映画の登場人物の言動から精神医学を学ぶ「シネマサイキアトリー」。長崎大学医学部発のこの試みは、ビジネスマンがメンタルヘルスを自分でケアするための、有効なツールになる可能性を秘めている。

映画の登場人物が典型的な心の症状を示している

5月11日午後6時――。長崎大学病院の1階にある「精神カンファレンスルーム」に8人の医学部生が集まってきた。小学校の教室をひと回り小さくした広さの部屋のなかには、白い壁に向かってプロジェクターが用意してあり、彼らはその後ろに椅子を並べて座った。すると1人の医学部生が、「きょうのプレゼンターは私が務めます」といいながら立ち上がった。

「これから観る映画は1988年に公開されたダスティン・ホフマンとトム・クルーズ共演の『レインマン』です。自閉症の兄・レイモンドが受け継いだ父親の遺産300万ドルを目当てに、弟のチャーリーがその兄をシンシナティの病院から連れ出してロサンゼルスに向かいます。そこで『レイモンドは自閉症の典型例か』『だとしたら、どのシーンが自閉症の症状を表現しているか』を考えながら観てください」

プレゼンターの話が終わると部屋の電灯が消され、134分の映画の始まりを告げるクレジットが映し出された。

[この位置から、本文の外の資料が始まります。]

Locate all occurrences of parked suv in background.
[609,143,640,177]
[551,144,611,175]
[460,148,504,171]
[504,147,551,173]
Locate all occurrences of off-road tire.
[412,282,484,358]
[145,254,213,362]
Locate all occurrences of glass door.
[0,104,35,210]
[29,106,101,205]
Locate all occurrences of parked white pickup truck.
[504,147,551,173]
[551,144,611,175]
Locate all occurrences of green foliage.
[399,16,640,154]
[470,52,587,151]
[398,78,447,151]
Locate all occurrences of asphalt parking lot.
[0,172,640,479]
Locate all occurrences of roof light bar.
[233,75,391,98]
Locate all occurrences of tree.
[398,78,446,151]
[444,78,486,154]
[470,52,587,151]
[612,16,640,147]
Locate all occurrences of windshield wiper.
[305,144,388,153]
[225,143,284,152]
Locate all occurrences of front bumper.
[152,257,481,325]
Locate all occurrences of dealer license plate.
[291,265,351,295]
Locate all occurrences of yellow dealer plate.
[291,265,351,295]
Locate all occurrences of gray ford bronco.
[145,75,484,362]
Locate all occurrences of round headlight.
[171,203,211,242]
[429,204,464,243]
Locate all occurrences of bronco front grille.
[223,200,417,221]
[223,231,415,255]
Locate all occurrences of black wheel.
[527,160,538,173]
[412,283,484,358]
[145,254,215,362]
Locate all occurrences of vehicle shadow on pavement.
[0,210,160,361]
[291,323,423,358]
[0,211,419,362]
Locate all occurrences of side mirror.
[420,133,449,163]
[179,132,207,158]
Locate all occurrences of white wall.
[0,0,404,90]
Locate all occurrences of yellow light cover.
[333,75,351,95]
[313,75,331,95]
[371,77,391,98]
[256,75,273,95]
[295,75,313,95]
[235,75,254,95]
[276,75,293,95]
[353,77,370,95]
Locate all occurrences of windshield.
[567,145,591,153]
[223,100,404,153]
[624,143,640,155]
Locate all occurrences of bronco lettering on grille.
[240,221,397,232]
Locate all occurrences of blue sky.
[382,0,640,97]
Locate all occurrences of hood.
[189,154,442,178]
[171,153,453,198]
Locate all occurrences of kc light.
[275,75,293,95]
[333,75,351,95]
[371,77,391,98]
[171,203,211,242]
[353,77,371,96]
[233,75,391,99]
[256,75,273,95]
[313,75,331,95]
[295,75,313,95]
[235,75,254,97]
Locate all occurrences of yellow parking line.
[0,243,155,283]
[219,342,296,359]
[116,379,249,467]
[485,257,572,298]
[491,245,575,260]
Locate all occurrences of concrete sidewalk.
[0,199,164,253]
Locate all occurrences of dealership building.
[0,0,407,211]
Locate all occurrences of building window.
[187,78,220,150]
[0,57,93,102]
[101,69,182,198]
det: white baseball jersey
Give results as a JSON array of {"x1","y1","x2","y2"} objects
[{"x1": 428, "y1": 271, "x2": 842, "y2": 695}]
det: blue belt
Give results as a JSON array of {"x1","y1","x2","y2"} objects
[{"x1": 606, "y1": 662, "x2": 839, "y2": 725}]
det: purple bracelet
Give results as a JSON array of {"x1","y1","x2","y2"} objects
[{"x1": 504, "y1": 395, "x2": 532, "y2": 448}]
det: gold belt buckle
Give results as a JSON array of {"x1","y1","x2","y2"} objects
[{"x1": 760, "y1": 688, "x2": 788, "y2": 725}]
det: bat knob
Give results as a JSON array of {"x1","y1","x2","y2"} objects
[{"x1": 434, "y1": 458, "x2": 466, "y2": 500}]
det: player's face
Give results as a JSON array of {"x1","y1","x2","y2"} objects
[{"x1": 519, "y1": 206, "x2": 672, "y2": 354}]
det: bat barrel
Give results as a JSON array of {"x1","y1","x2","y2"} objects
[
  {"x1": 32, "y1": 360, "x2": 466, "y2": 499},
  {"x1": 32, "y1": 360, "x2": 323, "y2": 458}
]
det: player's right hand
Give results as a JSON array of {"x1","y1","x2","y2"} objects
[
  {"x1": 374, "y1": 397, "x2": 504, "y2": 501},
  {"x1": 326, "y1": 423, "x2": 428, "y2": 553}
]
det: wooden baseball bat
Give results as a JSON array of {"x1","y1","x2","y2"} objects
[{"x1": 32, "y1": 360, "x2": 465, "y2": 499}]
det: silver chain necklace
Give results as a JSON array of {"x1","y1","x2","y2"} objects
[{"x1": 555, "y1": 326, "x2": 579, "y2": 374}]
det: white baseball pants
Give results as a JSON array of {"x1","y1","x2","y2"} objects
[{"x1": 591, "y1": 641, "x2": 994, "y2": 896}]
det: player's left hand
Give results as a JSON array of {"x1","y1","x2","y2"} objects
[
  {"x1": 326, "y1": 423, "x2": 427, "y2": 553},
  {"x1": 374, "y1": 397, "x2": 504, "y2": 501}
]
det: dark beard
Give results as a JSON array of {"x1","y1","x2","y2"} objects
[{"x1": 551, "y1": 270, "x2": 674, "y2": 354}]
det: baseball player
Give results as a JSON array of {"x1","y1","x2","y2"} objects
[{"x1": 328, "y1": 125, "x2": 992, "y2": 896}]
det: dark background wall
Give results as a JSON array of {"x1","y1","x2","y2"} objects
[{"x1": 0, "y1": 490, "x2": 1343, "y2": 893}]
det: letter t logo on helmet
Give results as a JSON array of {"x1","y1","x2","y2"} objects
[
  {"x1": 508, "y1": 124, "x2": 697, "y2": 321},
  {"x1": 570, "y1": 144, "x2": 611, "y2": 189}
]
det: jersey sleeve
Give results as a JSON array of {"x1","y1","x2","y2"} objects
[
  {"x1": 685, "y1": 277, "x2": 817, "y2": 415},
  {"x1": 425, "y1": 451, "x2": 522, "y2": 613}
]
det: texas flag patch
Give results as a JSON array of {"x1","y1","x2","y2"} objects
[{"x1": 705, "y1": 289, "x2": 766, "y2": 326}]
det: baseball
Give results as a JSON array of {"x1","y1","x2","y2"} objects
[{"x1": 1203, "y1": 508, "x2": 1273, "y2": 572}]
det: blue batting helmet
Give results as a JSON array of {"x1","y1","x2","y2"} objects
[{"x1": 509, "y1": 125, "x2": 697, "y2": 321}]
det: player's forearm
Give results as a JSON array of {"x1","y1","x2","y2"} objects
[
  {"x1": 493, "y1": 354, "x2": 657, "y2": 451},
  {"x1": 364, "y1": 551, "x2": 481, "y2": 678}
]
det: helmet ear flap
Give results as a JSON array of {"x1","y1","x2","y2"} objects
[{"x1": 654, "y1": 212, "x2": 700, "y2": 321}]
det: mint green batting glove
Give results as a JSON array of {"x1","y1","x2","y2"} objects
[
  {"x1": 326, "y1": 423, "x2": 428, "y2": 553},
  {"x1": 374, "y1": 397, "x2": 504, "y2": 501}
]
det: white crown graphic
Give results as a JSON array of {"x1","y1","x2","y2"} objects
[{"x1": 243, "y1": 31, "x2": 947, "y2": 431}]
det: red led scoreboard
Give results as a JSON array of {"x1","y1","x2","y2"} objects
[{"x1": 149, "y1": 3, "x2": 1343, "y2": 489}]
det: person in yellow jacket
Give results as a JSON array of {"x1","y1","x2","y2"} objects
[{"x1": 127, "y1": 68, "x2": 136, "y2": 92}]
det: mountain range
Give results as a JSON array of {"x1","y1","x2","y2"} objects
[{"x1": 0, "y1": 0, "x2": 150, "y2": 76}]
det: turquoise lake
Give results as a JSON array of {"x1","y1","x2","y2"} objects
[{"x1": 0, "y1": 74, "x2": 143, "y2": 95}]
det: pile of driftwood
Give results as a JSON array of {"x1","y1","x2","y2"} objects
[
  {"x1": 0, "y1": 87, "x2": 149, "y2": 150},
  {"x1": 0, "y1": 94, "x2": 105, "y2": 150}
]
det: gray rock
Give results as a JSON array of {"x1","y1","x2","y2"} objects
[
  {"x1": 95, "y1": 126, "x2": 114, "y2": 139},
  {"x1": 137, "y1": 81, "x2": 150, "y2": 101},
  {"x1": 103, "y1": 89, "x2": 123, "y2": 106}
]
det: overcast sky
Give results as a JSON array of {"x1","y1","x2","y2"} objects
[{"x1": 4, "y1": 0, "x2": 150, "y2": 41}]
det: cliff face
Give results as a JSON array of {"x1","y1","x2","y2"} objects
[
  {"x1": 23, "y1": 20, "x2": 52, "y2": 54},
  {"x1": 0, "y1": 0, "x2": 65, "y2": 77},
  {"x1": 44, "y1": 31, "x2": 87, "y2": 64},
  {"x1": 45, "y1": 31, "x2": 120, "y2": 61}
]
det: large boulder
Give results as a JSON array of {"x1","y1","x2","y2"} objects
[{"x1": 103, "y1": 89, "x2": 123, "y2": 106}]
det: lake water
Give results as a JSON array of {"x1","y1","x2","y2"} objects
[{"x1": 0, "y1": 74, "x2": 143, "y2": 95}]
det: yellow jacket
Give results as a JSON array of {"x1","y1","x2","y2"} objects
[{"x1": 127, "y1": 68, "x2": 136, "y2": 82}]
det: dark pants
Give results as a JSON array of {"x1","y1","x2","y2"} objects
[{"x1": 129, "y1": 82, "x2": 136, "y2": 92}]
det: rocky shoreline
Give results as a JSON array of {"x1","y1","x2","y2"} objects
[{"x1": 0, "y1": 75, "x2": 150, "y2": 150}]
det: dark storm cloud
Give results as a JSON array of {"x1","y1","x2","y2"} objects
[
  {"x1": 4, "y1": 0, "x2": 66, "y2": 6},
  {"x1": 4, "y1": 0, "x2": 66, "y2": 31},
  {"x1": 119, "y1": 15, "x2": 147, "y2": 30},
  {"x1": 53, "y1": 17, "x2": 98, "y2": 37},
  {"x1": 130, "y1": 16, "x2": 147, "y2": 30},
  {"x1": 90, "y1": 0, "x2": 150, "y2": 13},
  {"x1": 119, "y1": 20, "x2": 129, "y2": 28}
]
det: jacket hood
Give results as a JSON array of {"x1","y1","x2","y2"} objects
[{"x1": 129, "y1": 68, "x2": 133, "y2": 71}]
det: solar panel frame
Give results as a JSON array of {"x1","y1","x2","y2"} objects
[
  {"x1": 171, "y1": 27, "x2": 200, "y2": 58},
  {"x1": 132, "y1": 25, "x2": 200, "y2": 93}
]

これは同大学医学部の講座に設けられた「シネマサイキアトリー」ゼミ前期第1回の冒頭の模様だ。内科、外科、眼科など各科に関するゼミがあり、2年生から4年生の間に3つのゼミを選択する。そのうちの一つであるシネマサイキアトリーのゼミは、精神神経科学教室の小澤寛樹教授が7年前に開講したもの。しかし、シネマサイキアトリーとは、あまり聞きなれない言葉である。

「10年ほど前にジャック・ニコルソン主演の『恋愛小説家』を観ていて、いつも同じレストランの同じ席で、同じ料理を同じ人に運んでもらわないと怒鳴りつける神経質な主人公の小説家は、強迫性障害そのものではないかと気がつきました。それをきっかけに、映画を精神医学の教材に活用できるのではと考えて始めたゼミです。シネマサイキアトリーは私の造語で、『映画のなかの精神医学』を意味しています」と小澤教授は語る。